Weary and dispirited, they collected themselves, called a flock of magelights, and began to make their way back to the inn.
“Sophie,” said Evans-Hughes quietly, falling into step beside her as they turned into the inn-yard, “may I see the diary?”
“Of course,” said Sophie. “I shall fetch it down for you.”
The next two hours were spent by Gareth in close study of Edward II’s diary, and by Sophie and Gwendolen in attempting to repair the damage inflicted upon everyone’s clothing by most of a day spent tramping about what was essentially a muddy field.
Sophie was mending a rent in Lucia’s petticoat, and Gwendolen progressing steadily through a heap of stockings in want of darning, when there came a knock at the door of Sophie and Lucia’s bedchamber.
“The answer is in the names,” said Gareth, quite without preamble, the moment Gwendolen opened the door. “The names of the mages. Edward did not think to be more explicit, I suppose, because he thought it clear enough. Look—” He thrust the diary almost under Sophie’s nose, and Sophie, perforce, did look. His broad forefinger touched each name as he spoke it, moving along the line of cramped, faded script; did he hear in his mind’s ear the voice of a king five centuries dead? “Arzhur of Dinan. Guillaume Forestier of Bayeux. Guy d’Ernée. Melyor Penrose of Lamorna. Richard of Lincoln, called Blythe. And Edward himself, of course. Do you see?”
Sophie did not see, at first. She read the names over again, however, and a pattern began to emerge. A Breizhek name, then two which were more Français than English; Bayeux was in Normandie, of course, and Ernée . . . yes, in Maine. A Kernowek name, and a very English one, from an English town. But—
She shook her head. “I thought I s
aw the pattern,” she said, “but I was mistaken; there is a second English mage, here”—she tapped Edward’s name—“where I expected a Cymric one.”

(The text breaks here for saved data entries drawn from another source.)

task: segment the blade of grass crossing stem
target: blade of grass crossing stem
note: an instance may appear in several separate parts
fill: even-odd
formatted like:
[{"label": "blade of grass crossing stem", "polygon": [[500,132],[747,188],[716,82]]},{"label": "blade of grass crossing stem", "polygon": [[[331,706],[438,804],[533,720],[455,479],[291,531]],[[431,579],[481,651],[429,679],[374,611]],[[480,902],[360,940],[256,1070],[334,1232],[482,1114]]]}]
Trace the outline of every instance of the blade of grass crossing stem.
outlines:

“Oh, but Sophie, you forget your history,” said Gareth reproachfully, and Gwendolen exclaimed, “Of course! Edward of Caernarfon!”
“Of . . . ? Oh!” Yes, Edward Longshanks’s fourth son had been born in Caernarfon Castle. But did that make him, this long-dead Plantagenet king, a man of Cymru? Surely not—or did it?

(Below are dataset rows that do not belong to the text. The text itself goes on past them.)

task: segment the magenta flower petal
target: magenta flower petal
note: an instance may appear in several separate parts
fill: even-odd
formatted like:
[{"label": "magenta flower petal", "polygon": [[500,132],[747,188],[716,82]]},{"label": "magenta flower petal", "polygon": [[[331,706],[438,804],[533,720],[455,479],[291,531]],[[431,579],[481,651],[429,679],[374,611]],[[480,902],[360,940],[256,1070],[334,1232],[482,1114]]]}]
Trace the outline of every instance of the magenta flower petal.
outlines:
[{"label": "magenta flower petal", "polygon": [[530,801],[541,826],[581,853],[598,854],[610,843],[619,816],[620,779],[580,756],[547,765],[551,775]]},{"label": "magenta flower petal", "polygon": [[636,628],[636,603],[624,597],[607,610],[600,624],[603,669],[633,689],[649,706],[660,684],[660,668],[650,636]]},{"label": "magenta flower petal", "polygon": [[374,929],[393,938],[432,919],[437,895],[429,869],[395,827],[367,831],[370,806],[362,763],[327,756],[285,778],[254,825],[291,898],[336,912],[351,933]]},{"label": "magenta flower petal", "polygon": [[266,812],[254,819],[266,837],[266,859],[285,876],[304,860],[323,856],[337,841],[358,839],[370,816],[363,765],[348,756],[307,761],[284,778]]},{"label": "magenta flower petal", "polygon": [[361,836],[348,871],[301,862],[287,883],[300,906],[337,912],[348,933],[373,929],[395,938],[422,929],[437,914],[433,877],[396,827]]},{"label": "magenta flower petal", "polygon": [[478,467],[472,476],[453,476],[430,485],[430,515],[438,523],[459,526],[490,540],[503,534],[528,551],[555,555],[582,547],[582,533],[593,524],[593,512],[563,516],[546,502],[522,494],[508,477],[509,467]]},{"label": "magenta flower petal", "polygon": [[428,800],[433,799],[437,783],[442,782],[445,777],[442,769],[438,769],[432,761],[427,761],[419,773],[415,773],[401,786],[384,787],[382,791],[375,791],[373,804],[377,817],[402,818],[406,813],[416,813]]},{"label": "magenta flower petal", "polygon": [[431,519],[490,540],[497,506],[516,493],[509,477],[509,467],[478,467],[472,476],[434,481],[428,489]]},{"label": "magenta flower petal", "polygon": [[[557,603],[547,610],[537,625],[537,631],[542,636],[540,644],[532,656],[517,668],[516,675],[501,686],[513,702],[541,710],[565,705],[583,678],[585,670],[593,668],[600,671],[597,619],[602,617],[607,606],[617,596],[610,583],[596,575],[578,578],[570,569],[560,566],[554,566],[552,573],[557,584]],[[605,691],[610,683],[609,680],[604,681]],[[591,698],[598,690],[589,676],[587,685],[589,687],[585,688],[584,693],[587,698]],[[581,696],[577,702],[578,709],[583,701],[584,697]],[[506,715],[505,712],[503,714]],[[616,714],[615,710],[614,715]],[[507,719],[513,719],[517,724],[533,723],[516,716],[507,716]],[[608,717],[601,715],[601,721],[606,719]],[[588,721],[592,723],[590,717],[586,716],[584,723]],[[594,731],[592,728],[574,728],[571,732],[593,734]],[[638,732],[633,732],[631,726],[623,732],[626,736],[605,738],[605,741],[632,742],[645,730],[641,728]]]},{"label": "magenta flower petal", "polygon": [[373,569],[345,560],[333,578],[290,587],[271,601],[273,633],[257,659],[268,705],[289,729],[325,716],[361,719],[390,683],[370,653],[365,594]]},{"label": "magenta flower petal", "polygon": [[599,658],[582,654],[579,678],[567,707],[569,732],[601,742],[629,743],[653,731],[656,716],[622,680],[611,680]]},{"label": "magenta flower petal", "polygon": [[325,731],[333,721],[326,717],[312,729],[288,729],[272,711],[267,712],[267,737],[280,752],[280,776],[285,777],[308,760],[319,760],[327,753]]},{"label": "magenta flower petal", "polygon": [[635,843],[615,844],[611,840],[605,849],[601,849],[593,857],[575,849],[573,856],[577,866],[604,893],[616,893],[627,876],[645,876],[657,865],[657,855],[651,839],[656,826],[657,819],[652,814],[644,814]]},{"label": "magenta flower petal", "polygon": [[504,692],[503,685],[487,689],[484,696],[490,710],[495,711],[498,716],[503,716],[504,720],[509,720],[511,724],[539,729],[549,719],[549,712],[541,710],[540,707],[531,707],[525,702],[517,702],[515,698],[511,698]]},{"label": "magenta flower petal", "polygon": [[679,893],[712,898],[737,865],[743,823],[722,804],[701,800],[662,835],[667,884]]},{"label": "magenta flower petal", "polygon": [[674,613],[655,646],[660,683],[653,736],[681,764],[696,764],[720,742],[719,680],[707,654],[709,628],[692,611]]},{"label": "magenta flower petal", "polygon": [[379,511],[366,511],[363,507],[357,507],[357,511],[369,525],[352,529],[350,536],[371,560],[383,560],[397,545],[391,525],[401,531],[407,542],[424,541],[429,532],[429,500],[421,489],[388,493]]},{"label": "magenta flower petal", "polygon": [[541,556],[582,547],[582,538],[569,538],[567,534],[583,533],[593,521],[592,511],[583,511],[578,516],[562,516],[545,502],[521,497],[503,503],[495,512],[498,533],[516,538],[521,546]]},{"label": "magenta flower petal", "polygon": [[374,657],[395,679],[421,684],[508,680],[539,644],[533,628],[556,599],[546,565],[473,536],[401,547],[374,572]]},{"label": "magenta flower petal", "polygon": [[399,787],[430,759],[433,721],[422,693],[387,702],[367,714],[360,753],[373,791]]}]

It was an absurd method; it was dreadfully impractical; it was . . .
It was, thought Sophie with an inward sigh, just exactly the sort of fail-safe which a mage might conceive of, in an attempt to control some very powerful working otherwise apt to grow dangerously out of hand.
She revolved the matter in her head, surveying the resources at her command. Two English mages—Roland and Crowther—and three Cymric ones—Gareth, Bevan, and Gwendolen. Lucia, whose magick she had been relying upon as the most powerful after her own, was suddenly removed from the equation altogether. Guillaume d’Allaire was Normand and Séverin Proulx Mainois, entirely by luck, and she herself was Breizhek enough for this purpose, surely?

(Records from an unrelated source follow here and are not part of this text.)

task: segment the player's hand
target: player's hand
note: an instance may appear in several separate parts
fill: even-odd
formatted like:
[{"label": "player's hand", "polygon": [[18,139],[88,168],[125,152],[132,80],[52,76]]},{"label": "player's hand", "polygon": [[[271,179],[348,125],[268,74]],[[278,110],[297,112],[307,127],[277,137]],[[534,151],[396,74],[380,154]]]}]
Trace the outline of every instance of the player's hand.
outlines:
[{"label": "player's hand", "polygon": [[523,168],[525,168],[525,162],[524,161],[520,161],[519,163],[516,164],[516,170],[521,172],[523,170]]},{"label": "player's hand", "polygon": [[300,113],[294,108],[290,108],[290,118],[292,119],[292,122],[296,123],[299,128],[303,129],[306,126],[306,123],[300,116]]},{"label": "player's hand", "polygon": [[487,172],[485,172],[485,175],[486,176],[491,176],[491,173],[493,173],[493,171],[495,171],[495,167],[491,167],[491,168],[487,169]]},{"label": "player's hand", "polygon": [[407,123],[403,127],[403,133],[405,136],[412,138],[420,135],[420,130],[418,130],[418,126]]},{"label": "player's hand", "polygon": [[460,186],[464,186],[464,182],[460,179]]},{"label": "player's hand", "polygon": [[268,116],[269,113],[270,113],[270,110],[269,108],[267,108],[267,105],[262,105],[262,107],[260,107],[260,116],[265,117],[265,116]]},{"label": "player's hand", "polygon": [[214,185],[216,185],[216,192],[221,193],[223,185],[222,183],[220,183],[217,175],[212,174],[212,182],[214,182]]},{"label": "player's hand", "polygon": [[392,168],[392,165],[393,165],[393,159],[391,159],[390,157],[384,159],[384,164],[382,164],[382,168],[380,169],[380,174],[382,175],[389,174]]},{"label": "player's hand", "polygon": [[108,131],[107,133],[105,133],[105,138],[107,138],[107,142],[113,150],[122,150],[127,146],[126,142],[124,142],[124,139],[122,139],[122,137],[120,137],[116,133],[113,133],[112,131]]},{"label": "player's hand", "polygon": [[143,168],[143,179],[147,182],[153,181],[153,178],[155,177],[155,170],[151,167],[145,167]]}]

But the pattern had a gap in the shape of Melyor Penrose of Lamorna, Edward’s Kernowek mage, and how was Sophie to fill it?
Had she dragged all these men and women across the Manche—and into something very like treason—to no good purpose, after all? Minerva, Lady of Wisdom, how am I to untangle this knot?
Before settling down to sleep, she worked the usual finding-spell, ignoring—or attempting to ignore—Lucia’s silent sympathetic gaze. To her surprise, the result this time was strong and immediate: Gray had grown closer since yesterday, much closer, and the direction of the pull had altered.
If Gray is coming here . . .
Was Gray, whose parents were English but who had been born at Glascoombe, near Dowr Carrek, sufficiently a man of Kernow to stand in the place of Melyor Penrose of Lamorna?